I will certainly do my part next week. Happy DVC day. Marylyn


----------



## arlene22 (Mar 25, 2008)

Have fun! Let us know how you like Manor Club. It's my "other" home resort, but I have yet to stay there! Maybe next year...


----------



## lprstn (Mar 25, 2008)

Hey, have you introduced this sites to other Disney Owner sites?  You never now, some people may want to add a different spice to their TS ownership knowlege.


----------



## icydog (Mar 25, 2008)

I don't think it will be a welcome bulletin to any of them. They are all in competition for our interest. I know that on the dis you can't post that there is another website with info about DVC. I am not sure about the Mouseowners group since their Tug person saw no need for a new DVC forum on tug. Our forum is not in competition with these others we have a new and unique slant-- DVC for experienced timeshare owners.


----------



## icydog (Mar 25, 2008)

arlene22 said:


> Have fun! Let us know how you like Manor Club. It's my "other" home resort, but I have yet to stay there! Maybe next year...


 
I have to say it is our least favorite so far and I own three weeks here. I have two of the dedicated two bdrms and one sequel. We traded a one bdrm to get a one bdrm here and I did not use my Manor club weeks to do so. We are in the furthest building from the pool and a one bdrm here is much smaller, it seems that way at least to me, than in the other resorts. 
It is overrun with kids this week and that may be part of the problem since it is too cold outside to go swimming in the outdoor pool. The indoor pool is packed with kids jumping off the sides of the pool and hanging out in the hot tub. I am with my own 10 YO grandson so I am part of the mayhem so I am not pointing fingers here. I asked to be moved to a two bdrm but since it is Easter they are completely sold out. And even if it wasn't Easter I doubt they would have done it since we exchanged in. 
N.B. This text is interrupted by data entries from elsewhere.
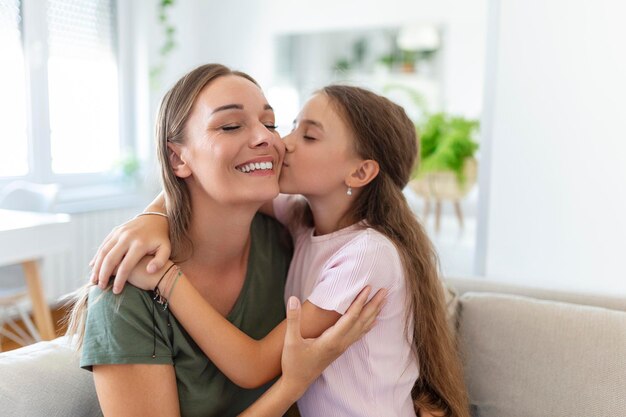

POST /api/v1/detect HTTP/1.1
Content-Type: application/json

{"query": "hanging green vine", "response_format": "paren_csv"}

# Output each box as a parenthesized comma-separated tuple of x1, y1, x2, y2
(149, 0, 177, 89)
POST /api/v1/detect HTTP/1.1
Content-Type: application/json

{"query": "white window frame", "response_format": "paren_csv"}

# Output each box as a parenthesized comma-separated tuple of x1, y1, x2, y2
(0, 0, 136, 189)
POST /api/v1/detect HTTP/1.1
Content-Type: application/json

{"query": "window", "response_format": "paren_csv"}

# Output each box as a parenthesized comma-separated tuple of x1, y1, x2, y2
(0, 0, 126, 183)
(0, 0, 28, 177)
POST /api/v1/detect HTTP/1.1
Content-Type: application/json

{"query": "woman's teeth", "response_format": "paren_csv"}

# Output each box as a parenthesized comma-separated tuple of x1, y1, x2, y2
(237, 161, 273, 173)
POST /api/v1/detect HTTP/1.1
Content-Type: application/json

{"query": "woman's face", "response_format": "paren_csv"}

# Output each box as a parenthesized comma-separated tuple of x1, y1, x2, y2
(279, 93, 361, 198)
(174, 75, 284, 205)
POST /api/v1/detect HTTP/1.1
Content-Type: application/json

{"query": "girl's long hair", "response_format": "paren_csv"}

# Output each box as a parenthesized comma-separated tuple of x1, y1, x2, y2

Our biggest problem is the TV is about 7-8 ft above the ground. The DVD player is in the living room. We want to watch movies with our grandson but it means being almost vertical to see the screen properly. My husband has a bad neck and he cannot sit this way comfortably. It is a small thing but that along with other small annoyances make for an unhappy camper. 

I want to go over to the dedicated two bdrm side to see what they look like. Despite the fact that we own three weeks here, this is our first visit. I bought them all resale and use the weeks to trade into the Marriott Seaview in the summer. I think that trade will work better than staying here in the future. 

If you  golf this will be paradise for you. I know it is still too chilly for golf but I saw some hearty souls out there today at 9 am when it was 37 degrees out.


----------